We’ve had to become lot more IT-savvy than IT has had to become clinical engineering-savvy, but IT is getting more engaged,” Torres added. Another trend: all but one of the sources reporting that their staffing has remained flat to slightly increasing. And all the sources spoke about the changing skill set now demanded in the field. The hiring managers are seeking health care management technology professionals well versed in computer and software knowledge, in addition to the traditional mechanical skills.
Good interpersonal skills, including being a good listener, are more important then ever. “It’s no longer just enough to be a good bench technician to be successful in this field,” said Jones, with Harris Regional. “Any more, the first thing service people get out is not a screwdriver, but a laptop. It’s more and more becoming about tracing an issue back to a circuit board rather than a component,” said Magoon. This emerging new skill demand is putting a strain on the labor supply pool, noted several of the clinical engineering managers.
As much of the health care management technology professional workforce ages out and retires, the skills required at all levels in the field are evolving quickly. Busdicker, with Intermountain, said that more and more, all of their leadership positions require a master’s degree to be considered for the job. Grogan, at Wake Forest, stated that he is often finding the replacement staff he needs in the ranks of veterans leaving the military. “In one interview I asked a candidate how he would handle the situation if a key piece of equipment went down in the OR and the surgeon was demanding that he get it up and running ASAP,” Grogan recalled. “He told me that he had fixed tanks under fire in Iraq so he was sure he could figure out a way to meet the surgeon’s needs.

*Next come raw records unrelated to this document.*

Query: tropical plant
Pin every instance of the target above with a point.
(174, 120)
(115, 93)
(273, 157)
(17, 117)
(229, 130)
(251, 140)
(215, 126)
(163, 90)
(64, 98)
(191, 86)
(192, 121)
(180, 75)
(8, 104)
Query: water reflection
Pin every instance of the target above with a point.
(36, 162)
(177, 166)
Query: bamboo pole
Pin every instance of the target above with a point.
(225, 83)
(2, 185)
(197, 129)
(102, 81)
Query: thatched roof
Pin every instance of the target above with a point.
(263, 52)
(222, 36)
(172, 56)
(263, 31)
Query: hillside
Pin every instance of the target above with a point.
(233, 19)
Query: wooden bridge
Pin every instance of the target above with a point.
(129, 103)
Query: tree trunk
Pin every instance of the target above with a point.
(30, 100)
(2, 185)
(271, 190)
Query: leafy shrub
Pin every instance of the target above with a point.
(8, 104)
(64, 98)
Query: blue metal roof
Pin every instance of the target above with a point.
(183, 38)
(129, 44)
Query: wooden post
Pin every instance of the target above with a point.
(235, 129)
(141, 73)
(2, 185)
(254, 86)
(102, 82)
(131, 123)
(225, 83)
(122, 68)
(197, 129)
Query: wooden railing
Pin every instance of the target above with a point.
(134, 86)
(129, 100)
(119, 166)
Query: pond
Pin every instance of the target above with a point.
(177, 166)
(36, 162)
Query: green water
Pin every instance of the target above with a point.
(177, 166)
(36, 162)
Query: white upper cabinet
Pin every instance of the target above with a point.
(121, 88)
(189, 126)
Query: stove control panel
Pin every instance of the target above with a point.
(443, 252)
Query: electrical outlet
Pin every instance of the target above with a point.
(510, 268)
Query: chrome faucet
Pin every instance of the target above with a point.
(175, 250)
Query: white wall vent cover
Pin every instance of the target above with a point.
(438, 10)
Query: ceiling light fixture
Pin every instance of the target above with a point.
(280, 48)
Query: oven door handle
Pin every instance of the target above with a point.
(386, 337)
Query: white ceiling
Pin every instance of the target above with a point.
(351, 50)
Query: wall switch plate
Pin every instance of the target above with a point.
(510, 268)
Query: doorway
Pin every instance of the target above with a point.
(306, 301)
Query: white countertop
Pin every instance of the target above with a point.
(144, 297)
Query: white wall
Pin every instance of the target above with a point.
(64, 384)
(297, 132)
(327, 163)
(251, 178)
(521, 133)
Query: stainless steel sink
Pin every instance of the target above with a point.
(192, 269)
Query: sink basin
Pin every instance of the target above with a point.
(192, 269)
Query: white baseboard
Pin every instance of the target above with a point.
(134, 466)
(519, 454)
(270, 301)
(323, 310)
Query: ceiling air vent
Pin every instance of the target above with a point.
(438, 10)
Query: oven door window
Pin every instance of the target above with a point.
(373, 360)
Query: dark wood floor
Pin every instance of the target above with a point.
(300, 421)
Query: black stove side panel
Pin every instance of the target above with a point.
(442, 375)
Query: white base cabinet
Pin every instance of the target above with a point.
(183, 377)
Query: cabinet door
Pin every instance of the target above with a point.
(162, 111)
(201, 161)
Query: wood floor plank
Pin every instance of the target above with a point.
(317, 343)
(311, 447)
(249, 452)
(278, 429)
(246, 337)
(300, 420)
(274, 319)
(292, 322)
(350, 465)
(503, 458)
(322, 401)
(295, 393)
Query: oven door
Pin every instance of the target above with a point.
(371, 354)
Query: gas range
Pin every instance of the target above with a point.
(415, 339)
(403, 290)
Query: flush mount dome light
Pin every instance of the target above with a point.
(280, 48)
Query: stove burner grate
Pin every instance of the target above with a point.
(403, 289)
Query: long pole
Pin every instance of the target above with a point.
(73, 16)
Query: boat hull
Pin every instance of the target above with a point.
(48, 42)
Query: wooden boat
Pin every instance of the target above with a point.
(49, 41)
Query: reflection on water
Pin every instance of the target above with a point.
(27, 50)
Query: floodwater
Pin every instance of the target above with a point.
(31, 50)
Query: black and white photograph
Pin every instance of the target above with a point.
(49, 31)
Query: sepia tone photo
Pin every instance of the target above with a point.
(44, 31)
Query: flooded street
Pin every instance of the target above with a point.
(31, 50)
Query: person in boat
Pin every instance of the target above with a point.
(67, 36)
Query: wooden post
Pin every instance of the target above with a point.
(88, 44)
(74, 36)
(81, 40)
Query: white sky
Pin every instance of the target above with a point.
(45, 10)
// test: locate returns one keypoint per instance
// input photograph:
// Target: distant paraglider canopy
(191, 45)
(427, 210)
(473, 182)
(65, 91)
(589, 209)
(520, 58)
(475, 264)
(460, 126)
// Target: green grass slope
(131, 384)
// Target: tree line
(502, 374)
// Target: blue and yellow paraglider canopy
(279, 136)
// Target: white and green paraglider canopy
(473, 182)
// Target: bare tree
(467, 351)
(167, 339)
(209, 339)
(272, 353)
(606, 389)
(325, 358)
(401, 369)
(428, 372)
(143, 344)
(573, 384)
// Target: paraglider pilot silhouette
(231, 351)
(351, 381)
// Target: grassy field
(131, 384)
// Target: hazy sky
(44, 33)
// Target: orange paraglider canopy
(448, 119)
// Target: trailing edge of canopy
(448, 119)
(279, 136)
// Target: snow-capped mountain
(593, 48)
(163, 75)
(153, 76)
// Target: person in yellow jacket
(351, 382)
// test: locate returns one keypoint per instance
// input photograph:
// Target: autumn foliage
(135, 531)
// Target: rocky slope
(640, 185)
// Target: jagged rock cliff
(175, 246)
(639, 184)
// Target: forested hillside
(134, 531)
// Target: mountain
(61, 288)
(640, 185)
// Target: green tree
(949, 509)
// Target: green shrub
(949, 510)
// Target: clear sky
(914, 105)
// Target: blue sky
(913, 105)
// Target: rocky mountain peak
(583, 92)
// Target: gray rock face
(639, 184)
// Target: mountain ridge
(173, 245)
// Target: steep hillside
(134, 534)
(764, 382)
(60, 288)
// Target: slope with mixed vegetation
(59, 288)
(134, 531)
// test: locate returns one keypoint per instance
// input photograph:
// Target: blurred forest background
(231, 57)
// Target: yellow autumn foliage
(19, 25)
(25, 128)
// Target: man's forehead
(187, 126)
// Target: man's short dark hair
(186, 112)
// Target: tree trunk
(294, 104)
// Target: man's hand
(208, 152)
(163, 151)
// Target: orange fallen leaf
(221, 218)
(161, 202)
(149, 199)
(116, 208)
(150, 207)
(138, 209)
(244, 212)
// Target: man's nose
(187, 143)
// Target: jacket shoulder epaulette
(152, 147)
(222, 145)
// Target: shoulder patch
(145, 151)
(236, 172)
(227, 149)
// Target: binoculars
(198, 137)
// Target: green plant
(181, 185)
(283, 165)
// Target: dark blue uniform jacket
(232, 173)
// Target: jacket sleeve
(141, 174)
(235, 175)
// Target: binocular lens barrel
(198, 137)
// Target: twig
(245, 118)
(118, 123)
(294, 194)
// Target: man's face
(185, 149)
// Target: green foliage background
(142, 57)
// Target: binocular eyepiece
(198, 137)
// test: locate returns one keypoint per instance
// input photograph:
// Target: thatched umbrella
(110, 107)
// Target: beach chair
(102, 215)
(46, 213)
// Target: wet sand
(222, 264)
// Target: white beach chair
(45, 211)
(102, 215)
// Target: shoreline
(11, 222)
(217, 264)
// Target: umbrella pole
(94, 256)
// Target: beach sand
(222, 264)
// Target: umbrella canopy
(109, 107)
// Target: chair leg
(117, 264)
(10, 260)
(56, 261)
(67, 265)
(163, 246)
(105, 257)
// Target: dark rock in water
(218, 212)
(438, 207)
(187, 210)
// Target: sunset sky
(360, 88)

I hired him and he’s become one of my best engineers.” There were other trends noted. When asked about their workloads, most interviewed said they have had to develop strategies to keep up with staffing requirements. These tactics include: cross training staff to service multiple types of equipment; allowing flex scheduling; and in some cases adding a second biomed shift in hospitals. Most of the sources also agreed that somewhere between 10-20 percent of their imaging equipment could be considered “old” — meaning the OEM did not support it any longer.
This number was slightly higher for non-imaging equipment, with about 30 percent labeled as “old.” But old does not always mean the equipment cannot be made useful with commitment and creativity.